For most people, the words “ancient history,” usually awaken images of dinosaurs and prehistoric man—not almonds. But it may come as a surprise how far back these delightful, little tree nuts really go. Turns out, all of us modern-day almond lovers are in very good company.
- 1400 BC: Throughout history, almonds have maintained religious, ethnic, and social significance. The Bible’s book of Numbers tells of Aaron’s rod that blossomed and bore almonds, using them as a symbol to represent the divine approval of Aaron by God.
- 100 AD: The Romans showered newlyweds with almonds as a fertility charm. There are documented findings that nutmeats and dried fruits were treated as delicacies of the time, as the cultivation of these foods was not very prevalent.

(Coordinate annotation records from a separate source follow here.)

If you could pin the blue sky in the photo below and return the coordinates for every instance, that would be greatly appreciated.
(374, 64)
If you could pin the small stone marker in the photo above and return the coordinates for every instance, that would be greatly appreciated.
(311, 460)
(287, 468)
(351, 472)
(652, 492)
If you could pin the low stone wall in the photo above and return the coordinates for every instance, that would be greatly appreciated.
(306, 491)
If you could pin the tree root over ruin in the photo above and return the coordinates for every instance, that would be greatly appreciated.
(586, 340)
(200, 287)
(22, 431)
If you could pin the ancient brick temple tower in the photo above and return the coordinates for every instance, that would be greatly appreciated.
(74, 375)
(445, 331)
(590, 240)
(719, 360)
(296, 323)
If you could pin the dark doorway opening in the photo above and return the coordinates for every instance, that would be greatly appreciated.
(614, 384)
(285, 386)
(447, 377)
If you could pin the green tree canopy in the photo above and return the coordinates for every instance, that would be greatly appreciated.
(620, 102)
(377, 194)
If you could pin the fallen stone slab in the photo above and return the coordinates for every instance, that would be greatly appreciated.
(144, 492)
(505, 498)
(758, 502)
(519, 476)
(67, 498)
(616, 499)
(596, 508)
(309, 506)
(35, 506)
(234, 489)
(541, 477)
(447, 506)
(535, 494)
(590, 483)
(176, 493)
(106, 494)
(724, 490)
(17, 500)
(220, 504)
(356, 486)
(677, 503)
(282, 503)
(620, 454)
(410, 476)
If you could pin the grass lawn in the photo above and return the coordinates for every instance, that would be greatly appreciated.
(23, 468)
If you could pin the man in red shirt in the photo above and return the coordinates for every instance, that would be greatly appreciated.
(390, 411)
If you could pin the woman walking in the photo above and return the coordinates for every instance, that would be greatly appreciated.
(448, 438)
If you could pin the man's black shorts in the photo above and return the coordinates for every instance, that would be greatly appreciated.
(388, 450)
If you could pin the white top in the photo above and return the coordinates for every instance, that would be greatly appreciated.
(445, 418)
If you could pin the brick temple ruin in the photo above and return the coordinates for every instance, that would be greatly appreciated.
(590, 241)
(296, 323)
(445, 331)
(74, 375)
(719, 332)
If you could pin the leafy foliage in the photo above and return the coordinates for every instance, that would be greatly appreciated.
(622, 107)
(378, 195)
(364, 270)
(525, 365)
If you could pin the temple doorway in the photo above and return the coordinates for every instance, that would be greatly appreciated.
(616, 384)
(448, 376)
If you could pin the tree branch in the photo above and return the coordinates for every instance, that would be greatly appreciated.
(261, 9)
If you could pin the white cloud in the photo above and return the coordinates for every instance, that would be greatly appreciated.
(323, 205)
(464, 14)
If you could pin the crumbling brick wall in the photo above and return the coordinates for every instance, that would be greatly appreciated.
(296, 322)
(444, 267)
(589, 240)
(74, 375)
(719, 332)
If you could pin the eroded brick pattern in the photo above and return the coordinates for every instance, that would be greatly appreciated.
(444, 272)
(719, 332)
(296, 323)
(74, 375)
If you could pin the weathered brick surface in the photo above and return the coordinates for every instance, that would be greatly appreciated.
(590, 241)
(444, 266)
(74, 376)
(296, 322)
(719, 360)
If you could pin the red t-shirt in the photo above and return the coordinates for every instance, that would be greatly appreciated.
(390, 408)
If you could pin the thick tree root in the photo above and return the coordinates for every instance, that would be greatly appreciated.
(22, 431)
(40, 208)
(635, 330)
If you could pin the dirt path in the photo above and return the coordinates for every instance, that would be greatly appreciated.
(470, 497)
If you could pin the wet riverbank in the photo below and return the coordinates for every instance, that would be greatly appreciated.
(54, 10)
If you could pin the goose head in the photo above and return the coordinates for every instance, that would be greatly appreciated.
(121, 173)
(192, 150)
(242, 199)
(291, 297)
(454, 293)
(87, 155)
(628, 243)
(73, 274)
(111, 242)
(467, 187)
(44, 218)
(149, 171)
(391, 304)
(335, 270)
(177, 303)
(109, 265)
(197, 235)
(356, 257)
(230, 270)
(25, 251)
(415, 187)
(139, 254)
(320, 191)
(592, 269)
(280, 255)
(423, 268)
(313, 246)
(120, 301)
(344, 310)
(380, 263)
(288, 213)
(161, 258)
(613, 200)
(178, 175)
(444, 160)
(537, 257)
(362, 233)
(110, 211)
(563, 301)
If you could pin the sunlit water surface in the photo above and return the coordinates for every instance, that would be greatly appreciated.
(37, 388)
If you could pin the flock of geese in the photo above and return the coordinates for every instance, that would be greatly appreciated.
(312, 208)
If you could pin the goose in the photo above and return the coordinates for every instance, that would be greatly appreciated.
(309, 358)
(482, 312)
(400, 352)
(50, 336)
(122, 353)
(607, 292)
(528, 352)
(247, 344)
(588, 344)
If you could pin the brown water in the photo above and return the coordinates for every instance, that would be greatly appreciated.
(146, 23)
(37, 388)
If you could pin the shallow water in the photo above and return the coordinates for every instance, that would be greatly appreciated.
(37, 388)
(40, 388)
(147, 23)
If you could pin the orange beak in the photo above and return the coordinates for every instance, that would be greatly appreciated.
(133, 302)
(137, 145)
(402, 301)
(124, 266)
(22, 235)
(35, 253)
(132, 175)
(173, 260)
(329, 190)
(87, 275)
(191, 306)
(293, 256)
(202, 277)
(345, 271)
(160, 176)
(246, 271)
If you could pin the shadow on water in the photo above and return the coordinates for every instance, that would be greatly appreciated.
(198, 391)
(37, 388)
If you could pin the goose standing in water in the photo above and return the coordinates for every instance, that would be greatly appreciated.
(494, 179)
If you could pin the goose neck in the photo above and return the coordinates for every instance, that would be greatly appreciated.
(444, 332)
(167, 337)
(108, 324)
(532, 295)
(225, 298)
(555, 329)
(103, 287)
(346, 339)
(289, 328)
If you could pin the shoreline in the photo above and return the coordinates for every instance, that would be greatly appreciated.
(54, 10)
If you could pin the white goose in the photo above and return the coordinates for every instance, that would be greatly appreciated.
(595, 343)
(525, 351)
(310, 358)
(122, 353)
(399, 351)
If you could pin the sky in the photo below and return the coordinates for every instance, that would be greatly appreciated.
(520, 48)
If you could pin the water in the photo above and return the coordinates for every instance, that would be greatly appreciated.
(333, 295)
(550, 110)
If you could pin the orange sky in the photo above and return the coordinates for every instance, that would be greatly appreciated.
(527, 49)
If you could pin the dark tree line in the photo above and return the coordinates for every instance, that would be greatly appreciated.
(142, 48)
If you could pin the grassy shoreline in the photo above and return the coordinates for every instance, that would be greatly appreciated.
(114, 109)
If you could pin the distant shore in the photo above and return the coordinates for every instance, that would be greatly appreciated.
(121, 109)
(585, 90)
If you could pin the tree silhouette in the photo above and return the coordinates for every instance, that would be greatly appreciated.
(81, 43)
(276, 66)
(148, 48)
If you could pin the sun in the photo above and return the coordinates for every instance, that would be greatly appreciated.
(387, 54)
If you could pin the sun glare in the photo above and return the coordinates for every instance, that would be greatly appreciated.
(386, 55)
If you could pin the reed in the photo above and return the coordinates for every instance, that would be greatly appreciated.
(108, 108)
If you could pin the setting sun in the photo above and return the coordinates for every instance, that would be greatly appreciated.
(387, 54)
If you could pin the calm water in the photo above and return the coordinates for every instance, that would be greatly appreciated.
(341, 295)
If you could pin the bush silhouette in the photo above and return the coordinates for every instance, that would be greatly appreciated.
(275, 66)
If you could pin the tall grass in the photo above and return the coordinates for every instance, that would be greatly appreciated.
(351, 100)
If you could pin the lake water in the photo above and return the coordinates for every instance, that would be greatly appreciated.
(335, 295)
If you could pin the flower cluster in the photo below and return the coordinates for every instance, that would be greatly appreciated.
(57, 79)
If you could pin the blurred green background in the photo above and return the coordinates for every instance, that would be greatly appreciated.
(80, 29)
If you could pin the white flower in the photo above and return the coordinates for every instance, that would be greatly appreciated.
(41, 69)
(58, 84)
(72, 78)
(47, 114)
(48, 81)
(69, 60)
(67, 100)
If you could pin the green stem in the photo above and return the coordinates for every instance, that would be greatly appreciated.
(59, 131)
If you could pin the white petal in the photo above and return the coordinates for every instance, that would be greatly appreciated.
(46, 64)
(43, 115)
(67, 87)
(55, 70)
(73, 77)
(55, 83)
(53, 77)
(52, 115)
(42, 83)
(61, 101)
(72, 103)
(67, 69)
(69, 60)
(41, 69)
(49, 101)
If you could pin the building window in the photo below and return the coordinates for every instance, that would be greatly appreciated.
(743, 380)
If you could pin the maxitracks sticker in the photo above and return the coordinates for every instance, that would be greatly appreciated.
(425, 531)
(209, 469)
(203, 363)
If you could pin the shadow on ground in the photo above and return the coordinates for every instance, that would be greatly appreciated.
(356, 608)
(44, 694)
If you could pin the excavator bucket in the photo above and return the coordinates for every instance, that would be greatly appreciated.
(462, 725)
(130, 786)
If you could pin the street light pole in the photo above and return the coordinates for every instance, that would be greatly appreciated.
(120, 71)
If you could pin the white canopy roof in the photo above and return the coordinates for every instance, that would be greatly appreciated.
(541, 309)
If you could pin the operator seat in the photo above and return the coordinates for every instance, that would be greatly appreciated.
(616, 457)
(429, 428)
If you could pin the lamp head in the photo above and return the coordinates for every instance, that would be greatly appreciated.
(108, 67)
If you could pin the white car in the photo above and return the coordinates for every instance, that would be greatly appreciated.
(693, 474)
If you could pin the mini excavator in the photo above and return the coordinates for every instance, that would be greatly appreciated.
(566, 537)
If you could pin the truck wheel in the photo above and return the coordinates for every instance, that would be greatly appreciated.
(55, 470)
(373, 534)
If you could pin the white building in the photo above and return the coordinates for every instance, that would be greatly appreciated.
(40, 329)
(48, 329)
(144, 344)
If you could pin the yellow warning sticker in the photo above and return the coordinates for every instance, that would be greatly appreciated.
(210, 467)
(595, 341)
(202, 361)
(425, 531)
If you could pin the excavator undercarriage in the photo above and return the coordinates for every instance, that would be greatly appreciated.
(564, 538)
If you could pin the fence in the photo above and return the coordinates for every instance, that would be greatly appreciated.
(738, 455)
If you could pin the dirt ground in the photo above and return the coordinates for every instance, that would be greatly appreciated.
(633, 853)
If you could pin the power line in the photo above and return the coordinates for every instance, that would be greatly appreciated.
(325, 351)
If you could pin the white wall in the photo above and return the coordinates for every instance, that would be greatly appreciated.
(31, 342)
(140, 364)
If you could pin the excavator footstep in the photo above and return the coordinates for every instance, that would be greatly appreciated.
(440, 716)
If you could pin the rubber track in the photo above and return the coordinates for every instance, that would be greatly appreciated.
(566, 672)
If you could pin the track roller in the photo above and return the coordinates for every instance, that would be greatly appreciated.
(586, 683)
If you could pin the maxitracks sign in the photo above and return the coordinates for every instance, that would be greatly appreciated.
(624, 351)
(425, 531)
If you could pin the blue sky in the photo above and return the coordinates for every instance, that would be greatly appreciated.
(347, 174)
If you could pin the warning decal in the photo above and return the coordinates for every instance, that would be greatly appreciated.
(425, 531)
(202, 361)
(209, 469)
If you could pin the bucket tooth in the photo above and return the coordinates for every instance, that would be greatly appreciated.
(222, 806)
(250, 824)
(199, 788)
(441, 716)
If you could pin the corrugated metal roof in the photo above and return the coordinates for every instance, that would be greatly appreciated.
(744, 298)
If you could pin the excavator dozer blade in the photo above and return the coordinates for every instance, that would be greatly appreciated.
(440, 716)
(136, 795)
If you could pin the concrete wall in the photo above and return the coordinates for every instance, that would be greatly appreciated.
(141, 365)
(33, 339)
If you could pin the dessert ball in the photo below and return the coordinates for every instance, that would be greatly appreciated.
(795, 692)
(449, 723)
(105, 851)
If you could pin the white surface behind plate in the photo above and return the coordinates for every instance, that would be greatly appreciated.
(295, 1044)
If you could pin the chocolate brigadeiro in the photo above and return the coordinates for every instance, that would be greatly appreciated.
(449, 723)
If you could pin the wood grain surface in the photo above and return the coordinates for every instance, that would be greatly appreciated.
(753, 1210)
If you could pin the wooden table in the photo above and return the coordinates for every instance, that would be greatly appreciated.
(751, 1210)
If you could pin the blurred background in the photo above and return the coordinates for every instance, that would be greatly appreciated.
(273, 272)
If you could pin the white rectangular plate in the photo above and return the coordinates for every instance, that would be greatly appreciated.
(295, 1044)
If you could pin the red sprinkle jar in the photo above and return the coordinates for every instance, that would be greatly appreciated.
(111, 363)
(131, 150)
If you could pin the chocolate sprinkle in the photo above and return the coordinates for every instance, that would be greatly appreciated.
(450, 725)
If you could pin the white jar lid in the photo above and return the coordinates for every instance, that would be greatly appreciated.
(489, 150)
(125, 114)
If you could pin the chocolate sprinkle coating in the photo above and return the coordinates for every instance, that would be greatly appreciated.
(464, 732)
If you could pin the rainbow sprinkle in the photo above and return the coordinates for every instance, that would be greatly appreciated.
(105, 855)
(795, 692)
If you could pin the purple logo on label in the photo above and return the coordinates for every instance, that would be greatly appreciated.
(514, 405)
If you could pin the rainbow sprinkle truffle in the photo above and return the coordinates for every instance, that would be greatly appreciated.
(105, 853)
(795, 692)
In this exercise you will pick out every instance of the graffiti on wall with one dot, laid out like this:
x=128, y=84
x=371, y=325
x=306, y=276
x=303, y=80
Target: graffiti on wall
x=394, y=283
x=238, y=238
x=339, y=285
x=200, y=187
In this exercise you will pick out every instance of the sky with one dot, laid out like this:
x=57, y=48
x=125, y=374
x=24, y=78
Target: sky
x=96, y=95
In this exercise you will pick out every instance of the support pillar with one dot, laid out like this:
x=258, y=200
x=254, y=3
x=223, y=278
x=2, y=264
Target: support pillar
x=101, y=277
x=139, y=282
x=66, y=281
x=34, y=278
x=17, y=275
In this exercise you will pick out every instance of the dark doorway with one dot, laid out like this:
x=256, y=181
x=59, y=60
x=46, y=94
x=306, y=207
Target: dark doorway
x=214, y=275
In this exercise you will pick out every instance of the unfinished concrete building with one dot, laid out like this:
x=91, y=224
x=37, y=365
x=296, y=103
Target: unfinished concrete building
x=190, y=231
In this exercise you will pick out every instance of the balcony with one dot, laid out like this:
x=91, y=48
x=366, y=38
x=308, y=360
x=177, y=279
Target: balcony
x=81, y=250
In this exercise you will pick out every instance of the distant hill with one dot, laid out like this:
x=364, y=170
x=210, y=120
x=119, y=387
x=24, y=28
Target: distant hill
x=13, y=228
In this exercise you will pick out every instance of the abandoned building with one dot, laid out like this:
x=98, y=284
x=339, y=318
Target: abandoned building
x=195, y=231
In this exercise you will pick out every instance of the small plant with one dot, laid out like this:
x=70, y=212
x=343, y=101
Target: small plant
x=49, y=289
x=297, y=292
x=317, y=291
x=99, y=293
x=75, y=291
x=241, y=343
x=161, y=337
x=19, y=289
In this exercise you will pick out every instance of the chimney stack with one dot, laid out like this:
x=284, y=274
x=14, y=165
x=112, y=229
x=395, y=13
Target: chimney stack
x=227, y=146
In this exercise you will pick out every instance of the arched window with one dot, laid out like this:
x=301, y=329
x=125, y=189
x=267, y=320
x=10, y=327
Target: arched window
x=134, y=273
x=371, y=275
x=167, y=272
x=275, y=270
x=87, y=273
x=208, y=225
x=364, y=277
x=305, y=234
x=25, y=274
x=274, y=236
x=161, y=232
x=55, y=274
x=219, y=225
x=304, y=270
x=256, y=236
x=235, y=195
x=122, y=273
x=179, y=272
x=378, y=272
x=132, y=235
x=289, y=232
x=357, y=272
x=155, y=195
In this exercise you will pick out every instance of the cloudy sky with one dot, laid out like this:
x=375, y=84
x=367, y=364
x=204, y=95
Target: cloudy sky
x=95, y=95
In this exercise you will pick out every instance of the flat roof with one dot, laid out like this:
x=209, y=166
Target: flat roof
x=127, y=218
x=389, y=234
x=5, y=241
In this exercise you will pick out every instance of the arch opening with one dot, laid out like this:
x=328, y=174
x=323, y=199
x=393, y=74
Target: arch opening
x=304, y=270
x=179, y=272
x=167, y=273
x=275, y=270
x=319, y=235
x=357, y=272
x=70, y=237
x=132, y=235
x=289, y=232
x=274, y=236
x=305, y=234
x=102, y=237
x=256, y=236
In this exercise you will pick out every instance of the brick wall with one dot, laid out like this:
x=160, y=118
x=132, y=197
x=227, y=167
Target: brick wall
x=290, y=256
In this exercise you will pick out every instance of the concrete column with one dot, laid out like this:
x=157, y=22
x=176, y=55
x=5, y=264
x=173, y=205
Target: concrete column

- 600-900 AD: Almond trees were flourishing in areas such as Spain, Morocco, Greece, and Israel. So it was only natural for explorers to consume them while traveling the Silk Road between the Mediterranean region and China.
- 1700 AD: The almond tree was brought to California from Spain in the mid-1700s by the Franciscan Padres. However, the moist, cool weather of the coastal mission, did not provide optimum growing conditions. It wasn’t until the following century that trees were successfully planted inland.
- 1900 AD: By the 1870s, research and crossbreeding had developed several of today’s prominent almond varieties. By the turn of the 20th century, the almond industry was firmly established in the Sacramento and San Joaquin areas of California’s great Central Valley.
- 2000 AD: In the past 30 years, California’s almond yield has quadrupled. More than half a million acres in the lush San Joaquin and Sacramento valleys are under almond cultivation, stretching 400 miles between Bakersfield and Red Bluff, California. The modern industry of today reveals a different look at almonds. Now focused on highly advanced methods of production sorting, hulling and processing, the industry still maintains its down-to-earth goodness invoked by this simple nut.
- Today: Almonds are California's largest tree nut crop in total dollar value and acreage. They rank as the largest US specialty crop export, as well as the top agricultural export of the state of California.